Glen Foerd was listed on the National Register of Historic Places in 1979.

==History==
The mansion, then named Glengarry, was built as a summer home about 1850 in the Italianate style by Charles Macalester Jr., a prosperous businessman and banker. Mr. Macalester became the trusted adviser of the eminent philanthropist George Peabody, and afterwards a trustee of his magnificent bequest to the cause of education in the Southern States. Mr. Macalester held close personal relations with U.S. Presidents Andrew Jackson, Martin Van Buren, James K. Polk, Franklin Pierce, James Buchanan, and Abraham Lincoln.
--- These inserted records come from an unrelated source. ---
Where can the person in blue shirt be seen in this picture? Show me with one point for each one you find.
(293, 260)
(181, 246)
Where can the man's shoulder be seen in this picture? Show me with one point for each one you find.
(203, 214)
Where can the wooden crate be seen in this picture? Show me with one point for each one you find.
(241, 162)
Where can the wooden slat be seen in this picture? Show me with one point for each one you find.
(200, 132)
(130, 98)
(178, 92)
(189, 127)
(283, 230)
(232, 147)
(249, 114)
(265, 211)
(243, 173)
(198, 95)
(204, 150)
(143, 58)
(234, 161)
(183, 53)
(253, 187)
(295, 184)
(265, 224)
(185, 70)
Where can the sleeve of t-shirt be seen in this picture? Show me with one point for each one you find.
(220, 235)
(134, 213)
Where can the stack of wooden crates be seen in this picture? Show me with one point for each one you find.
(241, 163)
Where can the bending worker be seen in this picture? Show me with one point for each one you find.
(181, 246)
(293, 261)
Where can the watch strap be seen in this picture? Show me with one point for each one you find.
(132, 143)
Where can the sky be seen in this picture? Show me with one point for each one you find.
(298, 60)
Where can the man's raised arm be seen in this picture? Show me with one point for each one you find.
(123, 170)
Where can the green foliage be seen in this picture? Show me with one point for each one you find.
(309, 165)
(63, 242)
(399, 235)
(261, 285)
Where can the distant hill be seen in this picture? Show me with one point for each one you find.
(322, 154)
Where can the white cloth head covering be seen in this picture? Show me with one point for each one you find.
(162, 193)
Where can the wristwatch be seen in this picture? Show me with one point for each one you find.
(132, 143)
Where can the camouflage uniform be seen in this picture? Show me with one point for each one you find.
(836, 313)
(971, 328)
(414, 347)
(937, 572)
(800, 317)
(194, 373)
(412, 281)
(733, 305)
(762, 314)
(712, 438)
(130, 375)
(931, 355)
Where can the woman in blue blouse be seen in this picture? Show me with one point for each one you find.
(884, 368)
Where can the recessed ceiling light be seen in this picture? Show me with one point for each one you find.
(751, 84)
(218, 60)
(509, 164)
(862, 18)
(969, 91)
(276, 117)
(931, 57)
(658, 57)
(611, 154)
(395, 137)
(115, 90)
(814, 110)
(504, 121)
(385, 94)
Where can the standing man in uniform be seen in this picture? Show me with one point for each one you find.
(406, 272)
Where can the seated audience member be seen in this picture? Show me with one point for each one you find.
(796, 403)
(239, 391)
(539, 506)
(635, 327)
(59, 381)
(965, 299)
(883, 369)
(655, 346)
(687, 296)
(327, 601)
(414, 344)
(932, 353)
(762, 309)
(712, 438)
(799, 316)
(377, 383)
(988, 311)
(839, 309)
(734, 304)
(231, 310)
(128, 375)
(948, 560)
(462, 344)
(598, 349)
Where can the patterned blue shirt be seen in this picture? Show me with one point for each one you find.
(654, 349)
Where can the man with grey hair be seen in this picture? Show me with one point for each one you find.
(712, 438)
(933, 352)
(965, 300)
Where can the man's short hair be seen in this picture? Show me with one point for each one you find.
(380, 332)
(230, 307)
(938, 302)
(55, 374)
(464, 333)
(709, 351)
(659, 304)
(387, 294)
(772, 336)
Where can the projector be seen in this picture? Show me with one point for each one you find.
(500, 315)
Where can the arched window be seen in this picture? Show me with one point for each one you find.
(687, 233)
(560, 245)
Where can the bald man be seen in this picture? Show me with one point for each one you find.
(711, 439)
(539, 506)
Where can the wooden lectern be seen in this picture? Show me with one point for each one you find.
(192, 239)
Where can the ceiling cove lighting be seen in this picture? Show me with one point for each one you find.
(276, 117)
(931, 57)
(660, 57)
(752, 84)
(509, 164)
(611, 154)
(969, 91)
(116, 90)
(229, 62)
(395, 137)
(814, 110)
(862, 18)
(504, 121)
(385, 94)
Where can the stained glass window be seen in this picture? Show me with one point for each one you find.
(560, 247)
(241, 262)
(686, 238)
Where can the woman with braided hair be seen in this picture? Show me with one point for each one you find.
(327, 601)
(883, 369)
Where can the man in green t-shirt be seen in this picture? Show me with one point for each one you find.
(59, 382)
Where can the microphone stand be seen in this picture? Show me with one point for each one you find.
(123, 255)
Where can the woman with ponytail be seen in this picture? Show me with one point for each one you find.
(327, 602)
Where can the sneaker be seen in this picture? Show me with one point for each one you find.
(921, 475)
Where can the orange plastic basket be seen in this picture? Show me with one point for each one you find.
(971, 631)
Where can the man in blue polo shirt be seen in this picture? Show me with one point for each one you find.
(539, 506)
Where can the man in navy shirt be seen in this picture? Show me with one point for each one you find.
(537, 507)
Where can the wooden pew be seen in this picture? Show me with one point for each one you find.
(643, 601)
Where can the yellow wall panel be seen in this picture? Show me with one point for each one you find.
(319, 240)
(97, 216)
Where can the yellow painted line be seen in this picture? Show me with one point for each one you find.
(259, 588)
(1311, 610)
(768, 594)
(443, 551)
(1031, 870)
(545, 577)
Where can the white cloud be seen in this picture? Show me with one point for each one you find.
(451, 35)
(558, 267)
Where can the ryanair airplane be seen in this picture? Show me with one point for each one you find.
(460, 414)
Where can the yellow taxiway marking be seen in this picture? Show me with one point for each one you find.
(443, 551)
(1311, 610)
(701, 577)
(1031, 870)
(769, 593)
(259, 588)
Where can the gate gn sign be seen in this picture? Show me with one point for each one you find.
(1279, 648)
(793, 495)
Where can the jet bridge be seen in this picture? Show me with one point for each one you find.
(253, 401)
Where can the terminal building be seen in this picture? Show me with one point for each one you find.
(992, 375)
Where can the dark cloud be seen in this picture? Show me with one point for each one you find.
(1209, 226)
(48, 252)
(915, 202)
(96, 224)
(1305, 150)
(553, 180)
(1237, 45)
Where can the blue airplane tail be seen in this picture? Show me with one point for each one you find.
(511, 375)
From President Jackson, he received the appointment as one of the government directors of the Second Bank of the United States, and was serving in such capacity in 1836, when the charter of the bank expired (source needed).

In 1893, it was purchased by Robert H. Foerderer, a U.S. congressman and industrialist, who gave it its present name. He enlarged the house in 1903 in the Edwardian Classical Revival style. In 1971, the estate was given to the Lutheran Church of America. In 1985, Glen Foerd Conservation Corporation and the Fairmount Park Commission assumed ownership of the property.

Today, the estate is operated as a historic house museum, whose grounds are a public park.

In 2024, when Philadelphia was featured in the finale of Season 36 of The Amazing Race, Glen Feord Estate was featured as the season's finish line.